Ces longues après-midi de patience ont permis la naissance d'une amitié basée sur l'absence parentale. Ça nous faisait déjà deux points en commun. D'abord, la désertion des figures d'autorité nous rendait plus autonomes que nos congénères immatures dorlotés par leur famille. Ensuite, si nos parents n'étaient jamais disponibles, c'était parce que leurs métiers étaient trop importants pour être négligés, et donc qu'ils impliquaient des revenus confortables. Bref, Nina et moi étions deux gamines avec de grandes maisons sans surveillance. On s'est immédiatement entendues à merveille. 

Dans les vestiaires, on se change au milieu des autres filles. Il y a celles qu'on est contentes de retrouver, celles à qui on n'a jamais adressé la parole, et puis celles dont on se demande ce qu'elles foutent là. 

— Je meurs y'a encore Anaïs c'est un délire. 

— Un an ça lui a pas suffit, c'est grave d'être dans le déni à ce point !

Anaïs nous entend.
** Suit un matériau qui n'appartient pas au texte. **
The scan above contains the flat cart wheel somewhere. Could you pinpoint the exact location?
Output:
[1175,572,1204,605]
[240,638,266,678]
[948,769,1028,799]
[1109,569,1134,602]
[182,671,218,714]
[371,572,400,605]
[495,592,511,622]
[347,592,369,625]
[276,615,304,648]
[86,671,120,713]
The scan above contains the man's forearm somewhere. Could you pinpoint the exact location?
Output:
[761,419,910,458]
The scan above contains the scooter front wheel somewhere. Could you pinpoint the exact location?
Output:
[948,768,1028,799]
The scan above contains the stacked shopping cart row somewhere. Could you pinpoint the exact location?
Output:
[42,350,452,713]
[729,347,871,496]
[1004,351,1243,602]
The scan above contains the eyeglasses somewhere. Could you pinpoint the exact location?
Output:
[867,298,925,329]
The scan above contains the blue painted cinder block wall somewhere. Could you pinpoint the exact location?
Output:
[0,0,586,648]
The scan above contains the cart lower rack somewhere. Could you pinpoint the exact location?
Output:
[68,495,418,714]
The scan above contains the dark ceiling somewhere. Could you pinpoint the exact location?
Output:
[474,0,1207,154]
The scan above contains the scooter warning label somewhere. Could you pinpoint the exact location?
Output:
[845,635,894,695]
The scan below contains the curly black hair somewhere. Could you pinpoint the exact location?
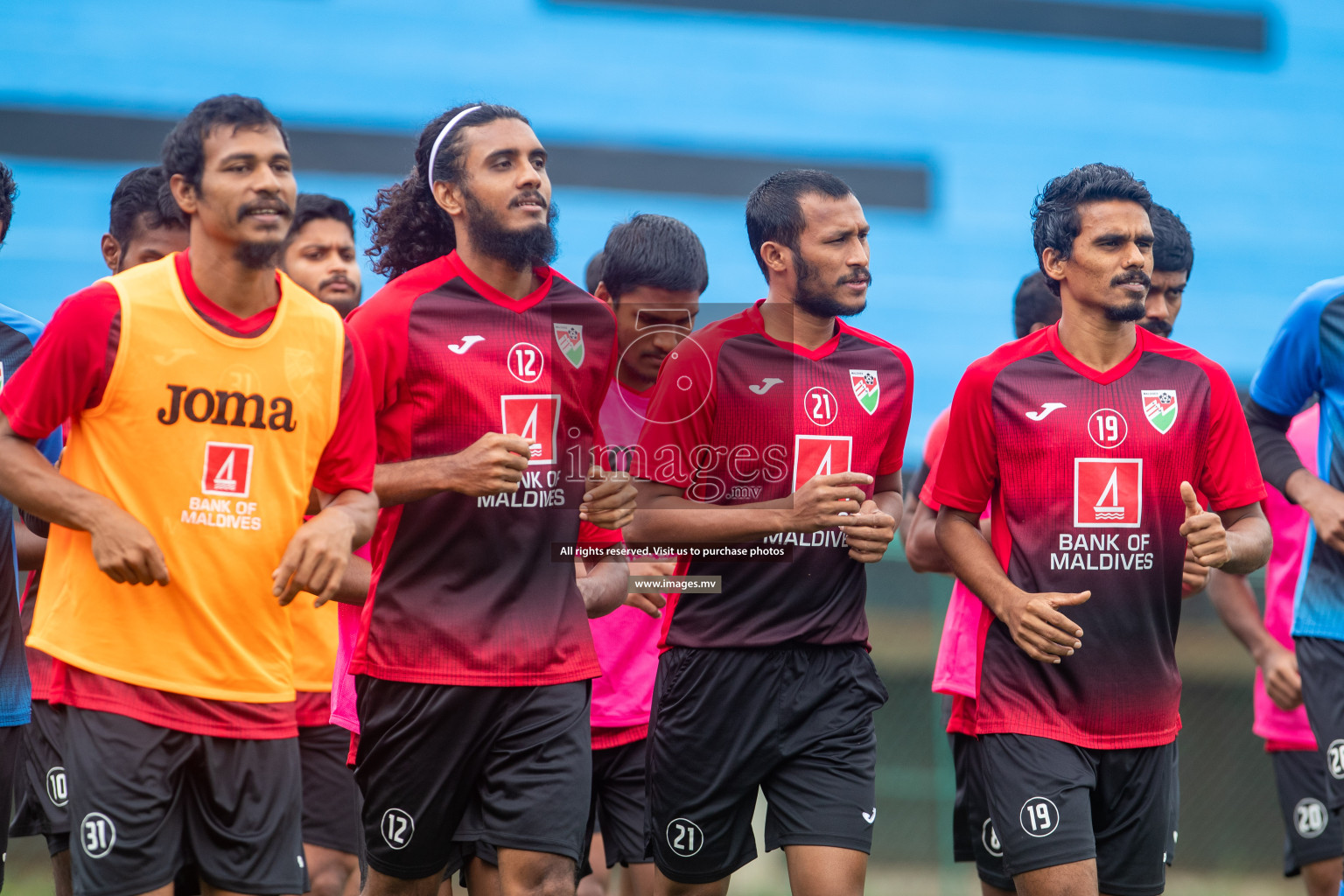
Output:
[364,102,532,279]
[1031,163,1153,296]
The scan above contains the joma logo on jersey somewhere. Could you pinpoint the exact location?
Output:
[793,435,853,492]
[1074,457,1144,529]
[500,395,561,464]
[200,442,253,499]
[158,384,294,432]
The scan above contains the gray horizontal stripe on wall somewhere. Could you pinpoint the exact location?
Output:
[552,0,1269,52]
[0,108,930,211]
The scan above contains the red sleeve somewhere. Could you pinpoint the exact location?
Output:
[0,282,121,439]
[313,326,376,494]
[1191,363,1264,510]
[928,360,998,513]
[630,334,718,489]
[878,348,915,475]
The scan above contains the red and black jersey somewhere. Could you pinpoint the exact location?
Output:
[632,302,914,648]
[349,253,620,687]
[933,326,1264,750]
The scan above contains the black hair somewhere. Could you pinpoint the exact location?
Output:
[1148,203,1195,276]
[1012,270,1063,339]
[364,102,532,278]
[163,93,289,192]
[602,215,710,302]
[1031,163,1153,296]
[747,168,853,282]
[584,253,605,293]
[284,193,355,248]
[0,163,19,243]
[108,165,187,256]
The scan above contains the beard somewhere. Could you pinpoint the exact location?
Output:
[234,239,284,270]
[793,251,872,317]
[462,186,561,271]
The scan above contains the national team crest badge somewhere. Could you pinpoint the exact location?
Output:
[850,371,882,414]
[554,324,584,367]
[1141,389,1179,435]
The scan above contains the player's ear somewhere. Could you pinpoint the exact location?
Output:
[100,234,121,274]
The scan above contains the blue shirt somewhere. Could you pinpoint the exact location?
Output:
[0,304,60,727]
[1251,276,1344,640]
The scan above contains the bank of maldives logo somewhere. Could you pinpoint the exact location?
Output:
[1074,457,1144,529]
[850,371,882,414]
[1141,389,1180,435]
[552,324,584,367]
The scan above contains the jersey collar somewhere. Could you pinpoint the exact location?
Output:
[1046,321,1148,386]
[447,248,555,314]
[746,298,845,361]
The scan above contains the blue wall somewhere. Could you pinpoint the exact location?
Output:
[0,0,1344,458]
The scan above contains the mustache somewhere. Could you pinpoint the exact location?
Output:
[238,196,294,223]
[836,268,872,286]
[1110,270,1153,288]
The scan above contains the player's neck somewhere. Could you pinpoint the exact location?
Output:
[187,227,279,319]
[1059,304,1138,374]
[760,295,836,352]
[457,239,542,299]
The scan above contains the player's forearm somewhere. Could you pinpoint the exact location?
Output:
[934,507,1021,620]
[1208,570,1278,663]
[578,557,630,620]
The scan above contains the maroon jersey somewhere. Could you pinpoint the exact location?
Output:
[349,253,620,687]
[933,326,1264,750]
[632,302,913,648]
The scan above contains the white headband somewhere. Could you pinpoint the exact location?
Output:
[429,106,480,193]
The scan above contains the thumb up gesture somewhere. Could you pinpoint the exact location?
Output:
[1180,482,1233,570]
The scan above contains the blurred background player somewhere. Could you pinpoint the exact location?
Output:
[902,270,1059,896]
[1208,404,1344,896]
[579,215,710,896]
[628,171,913,896]
[1246,269,1344,892]
[0,95,375,893]
[0,163,65,886]
[279,193,368,896]
[349,105,634,896]
[933,164,1270,896]
[10,165,188,896]
[279,193,361,317]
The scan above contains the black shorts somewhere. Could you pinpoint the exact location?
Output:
[589,738,653,868]
[1269,750,1344,878]
[65,707,308,896]
[977,735,1174,896]
[355,676,592,880]
[298,725,364,856]
[1294,638,1344,813]
[948,731,1015,889]
[648,645,887,884]
[10,700,70,856]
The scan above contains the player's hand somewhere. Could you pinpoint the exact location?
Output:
[88,501,168,584]
[840,499,897,563]
[1261,642,1302,712]
[444,432,532,499]
[1180,544,1208,598]
[625,560,676,620]
[1180,482,1233,570]
[270,508,355,606]
[998,592,1091,663]
[788,472,871,531]
[579,464,636,529]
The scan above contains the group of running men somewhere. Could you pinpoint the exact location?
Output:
[0,95,1344,896]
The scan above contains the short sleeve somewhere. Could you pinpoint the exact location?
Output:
[1251,288,1337,416]
[630,338,718,489]
[1192,364,1264,510]
[928,361,998,513]
[0,282,121,441]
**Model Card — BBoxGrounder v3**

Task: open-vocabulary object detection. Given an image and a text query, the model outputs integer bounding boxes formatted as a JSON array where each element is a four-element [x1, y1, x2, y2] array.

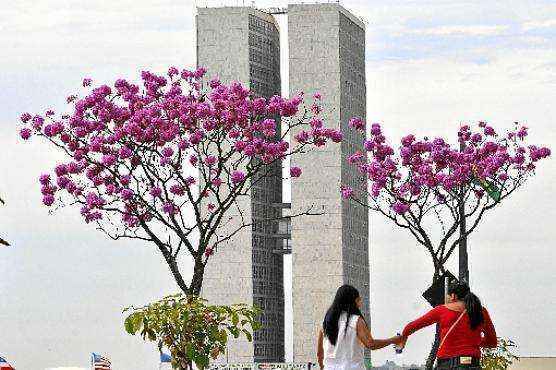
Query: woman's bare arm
[[357, 317, 401, 350], [317, 329, 324, 370]]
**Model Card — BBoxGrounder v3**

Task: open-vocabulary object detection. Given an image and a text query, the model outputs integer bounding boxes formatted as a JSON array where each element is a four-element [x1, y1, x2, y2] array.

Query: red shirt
[[402, 305, 497, 358]]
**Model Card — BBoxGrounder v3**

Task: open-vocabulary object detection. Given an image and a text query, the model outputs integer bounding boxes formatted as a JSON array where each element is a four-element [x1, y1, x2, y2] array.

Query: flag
[[158, 352, 172, 370], [91, 353, 110, 370], [0, 357, 15, 370]]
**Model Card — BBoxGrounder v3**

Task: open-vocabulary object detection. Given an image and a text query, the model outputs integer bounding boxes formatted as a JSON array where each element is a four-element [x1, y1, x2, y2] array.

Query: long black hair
[[322, 284, 363, 345], [448, 282, 484, 329]]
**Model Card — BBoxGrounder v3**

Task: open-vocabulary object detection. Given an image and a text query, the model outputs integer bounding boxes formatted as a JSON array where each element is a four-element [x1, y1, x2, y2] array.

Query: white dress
[[324, 312, 366, 370]]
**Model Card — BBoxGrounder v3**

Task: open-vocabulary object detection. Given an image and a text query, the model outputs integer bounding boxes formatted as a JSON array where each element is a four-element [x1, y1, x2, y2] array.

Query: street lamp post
[[458, 141, 469, 283]]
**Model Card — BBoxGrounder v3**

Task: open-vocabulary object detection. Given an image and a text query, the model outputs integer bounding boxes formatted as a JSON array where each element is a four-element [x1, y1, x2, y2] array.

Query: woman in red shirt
[[401, 283, 497, 370]]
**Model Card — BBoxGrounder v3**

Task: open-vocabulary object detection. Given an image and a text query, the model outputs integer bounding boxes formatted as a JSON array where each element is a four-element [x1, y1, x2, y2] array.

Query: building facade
[[288, 3, 369, 362], [196, 3, 369, 362], [196, 7, 284, 362]]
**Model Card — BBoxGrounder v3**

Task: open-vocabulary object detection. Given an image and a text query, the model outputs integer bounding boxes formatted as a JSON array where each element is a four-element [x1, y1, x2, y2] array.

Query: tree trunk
[[190, 258, 205, 295], [158, 245, 191, 294], [425, 324, 440, 370]]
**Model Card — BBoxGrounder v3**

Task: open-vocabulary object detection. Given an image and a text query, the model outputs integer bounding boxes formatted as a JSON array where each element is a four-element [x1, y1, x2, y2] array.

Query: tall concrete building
[[197, 3, 369, 362], [288, 3, 369, 362], [196, 7, 284, 362]]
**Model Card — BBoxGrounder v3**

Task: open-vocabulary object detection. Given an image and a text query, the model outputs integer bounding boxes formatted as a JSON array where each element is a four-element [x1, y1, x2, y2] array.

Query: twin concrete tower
[[196, 3, 369, 362]]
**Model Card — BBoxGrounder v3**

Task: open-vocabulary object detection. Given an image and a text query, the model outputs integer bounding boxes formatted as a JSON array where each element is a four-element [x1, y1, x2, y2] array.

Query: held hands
[[391, 335, 407, 349]]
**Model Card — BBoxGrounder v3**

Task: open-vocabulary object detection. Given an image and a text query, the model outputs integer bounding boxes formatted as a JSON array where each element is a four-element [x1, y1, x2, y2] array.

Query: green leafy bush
[[124, 294, 260, 369], [481, 338, 519, 370]]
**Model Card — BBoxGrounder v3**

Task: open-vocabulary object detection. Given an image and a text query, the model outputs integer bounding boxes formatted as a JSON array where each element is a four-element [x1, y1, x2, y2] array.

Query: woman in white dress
[[317, 285, 402, 370]]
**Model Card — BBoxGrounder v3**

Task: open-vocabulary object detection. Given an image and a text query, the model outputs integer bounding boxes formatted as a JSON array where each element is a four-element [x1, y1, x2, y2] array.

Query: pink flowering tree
[[341, 118, 550, 279], [20, 67, 341, 295], [341, 118, 550, 369]]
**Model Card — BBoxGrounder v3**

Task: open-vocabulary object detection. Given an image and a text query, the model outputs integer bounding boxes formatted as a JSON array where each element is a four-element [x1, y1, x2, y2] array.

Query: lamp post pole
[[458, 141, 469, 283]]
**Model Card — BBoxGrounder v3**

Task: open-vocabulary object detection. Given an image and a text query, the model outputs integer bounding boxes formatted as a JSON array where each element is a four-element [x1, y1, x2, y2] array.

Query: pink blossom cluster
[[341, 118, 550, 214], [20, 67, 342, 227]]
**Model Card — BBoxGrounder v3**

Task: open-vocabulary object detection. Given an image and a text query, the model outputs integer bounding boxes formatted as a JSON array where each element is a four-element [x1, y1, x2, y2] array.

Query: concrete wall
[[196, 7, 284, 362], [288, 4, 369, 362]]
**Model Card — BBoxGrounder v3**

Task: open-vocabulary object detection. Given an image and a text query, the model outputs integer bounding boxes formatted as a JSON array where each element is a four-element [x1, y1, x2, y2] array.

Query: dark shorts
[[435, 356, 481, 370]]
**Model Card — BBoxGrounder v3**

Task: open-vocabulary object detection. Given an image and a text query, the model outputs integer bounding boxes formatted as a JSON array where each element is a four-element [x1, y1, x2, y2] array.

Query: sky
[[0, 0, 556, 370]]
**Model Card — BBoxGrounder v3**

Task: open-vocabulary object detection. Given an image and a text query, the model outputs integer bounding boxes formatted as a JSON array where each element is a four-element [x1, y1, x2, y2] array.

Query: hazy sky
[[0, 0, 556, 370]]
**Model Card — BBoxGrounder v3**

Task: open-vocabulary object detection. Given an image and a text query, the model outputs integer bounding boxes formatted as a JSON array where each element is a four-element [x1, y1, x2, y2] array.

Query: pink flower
[[348, 117, 365, 131], [290, 166, 301, 177], [295, 131, 309, 143], [392, 201, 409, 215], [170, 184, 185, 195], [102, 154, 116, 167], [149, 186, 162, 198], [19, 127, 31, 140], [120, 188, 133, 200], [231, 170, 245, 184], [39, 173, 50, 185], [185, 176, 197, 186], [162, 147, 174, 158], [205, 155, 216, 166], [162, 202, 177, 214], [42, 194, 54, 207], [20, 113, 33, 123], [340, 186, 353, 199], [118, 146, 133, 159]]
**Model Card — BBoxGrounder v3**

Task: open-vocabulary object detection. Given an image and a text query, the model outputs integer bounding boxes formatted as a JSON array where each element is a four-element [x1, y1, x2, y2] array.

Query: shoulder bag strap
[[436, 310, 467, 353]]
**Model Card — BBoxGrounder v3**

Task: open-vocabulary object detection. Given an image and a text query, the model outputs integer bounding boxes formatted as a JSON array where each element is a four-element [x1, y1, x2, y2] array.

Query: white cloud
[[402, 25, 509, 36], [521, 19, 556, 31]]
Elle ne riposte pas, parce qu'elle sait que ça ne servirait à rien. Elle se contente de se replier sur elle-même, dans l'espoir de disparaître. Sauf que comme elle pèse à peu près le même poids que moi et Nina additionnées deux fois, sa silhouette n'a pas la discrétion suffisante pour se faire oublier. 

— C'est une dinguerie qu'ils la laissent encore venir, elle va finir par péter le matériel à force de monter dessus. 

— Imagines la poutre s'effondre en plein spectacle de fin d'année !

— Tu penses que c'est ses parents qui la forcent à venir ? 

— Ah peut-être ! Ça fait au moins deux heures supplémentaires où elle est pas en train de vider leurs placards à la recherche d'un sachet de bonbons. 

On éclate de rire en quittant les vestiaires pour rejoindre le gymnase. Certaines filles nous lancent de timides regards accusateurs. C'est fou d'être coincées à ce point. Personne n'est jamais mort à cause d'une blague. Certaines personnes se sont tellement nimbées d'un drap moral qu'elles se forcent à jouer les outrées dès que qui que ce soit s'autorise un peu plus de liberté. C'est le seul moyen de rentabiliser leur pureté militante. 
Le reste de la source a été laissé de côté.